Since it takes a lot of time for the bacteria inside the septic tank to decompose the hair coming from your house, it’s safe to say that everyday shaving will only make the septic tank will only end up piling up the hair, instead of breaking it down.
Hair doesn’t get easily broken down inside the tank. Over time, it begins to clump, acting as a net and preventing other solid particles and other organic substances from moving down your drain.
So, the bottom line is that everyday shaving will most likely cause hair blockage inside your septic tank. This could cause several different issues, including clogs and slow drains. It could also prevent the bacteria inside the septic tank from working properly.
Beard trimming, when done regularly, can be dangerous to your septic tank. You already know that human hair contains 95% of keratin, which happens to be a fibrous, helicoidal protein. This protein is known to be tough. It takes a lot of time before it could get decomposed by bacteria inside the septic tank.
Don’t get it twisted, you need to understand that beard trimming isn’t entirely a bad thing. The problem only arises when the air keeps coming to the septic tank.
Inside the septic tank, there’s usually an outboard filter, called the gravity effluent filter. The purpose of the filter is to help extend the lifespan of your drainfield.
As earlier mentioned, it’s only the effluent that’s allowed to move away from the septic tank to the drainfield. The gravity effluent filter is located at the inlet of the drainfield. Since hair takes forever to get decomposed, they tend to move along with the effluent. Here’s where the gravity effluent filter comes into the scene.
As wastewater flows past the gravity effluent filter into the drainfield, escaped and undecomposed hair is stopped by the filter. So, what happens to the hair trapped in the filter? The hair will continue to pile up. Over time, it could clog up the tank outlet, preventing water from flowing easily.
The bottom line is that beard trimming will, over time, cause problems to your septic system. It could lead to slow drains and clogs inside the septic tank.
Hair is an organic substance that’s majorly composed of keratin. Keratin is a tough, fibrous, helicoidal protein – this is pretty similar to what makes up the fingernails.
As you already know, the septic tank is composed of large colonies of bacteria and enzymes. Both the enzymes and the bacteria are the reasons why your septic tank doesn’t get overfilled with waste products.
As wastewater and organic substances are flushed down the drainage pipe, it enters into the septic tank. First, the wastewater is separated into effluent, scum, and solid.
After that, the bacteria and enzymes inside the tank will work on the solid organic substances, decomposing them into sludge.
No doubt, human hair is an organic substance. However, because it contains tough strings of proteins, it’s usually very difficult to get decomposed by the large colonies of bacteria and enzymes inside the septic tank.
This explains why the hair doesn’t decompose easily inside the tank.

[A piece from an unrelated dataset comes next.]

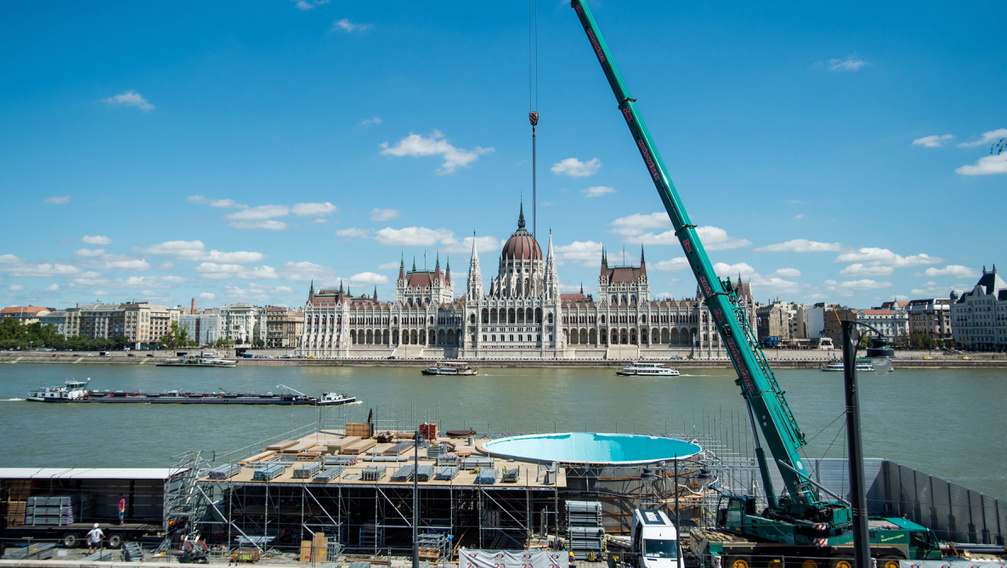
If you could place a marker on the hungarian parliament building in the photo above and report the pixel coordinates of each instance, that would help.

The bottom line is that hair doesn’t dissolve easily inside the tank. However, over time, if there is no continuous piling up of hair inside the tank, the hair will most likely get dissolved by the bacteria.
Hair can remain undissolved inside your drainage pipe, septic tank, and gravity effluent filter for several months. Matter of fact, undissolved hair can even stay in the tank for years, depending on the nature and environment of the tank.
According to the United States Environmental Protection Agency (EPA), it’s important and recommended for people to inspect and perform adequate maintenance for their septic systems at least every 3 years.
In case you haven’t done yours, all you need to do is contact a reliable septic service professional to run a check on the system.
During the maintenance process, you can always get rid of the pile-up of hair, which is mostly trapped on the gravity effluent filter of the septic tank. During the maintenance process, you’ll also need to pump out the sludge.
This way, you can always remove any undissolved hair inside the septic tank.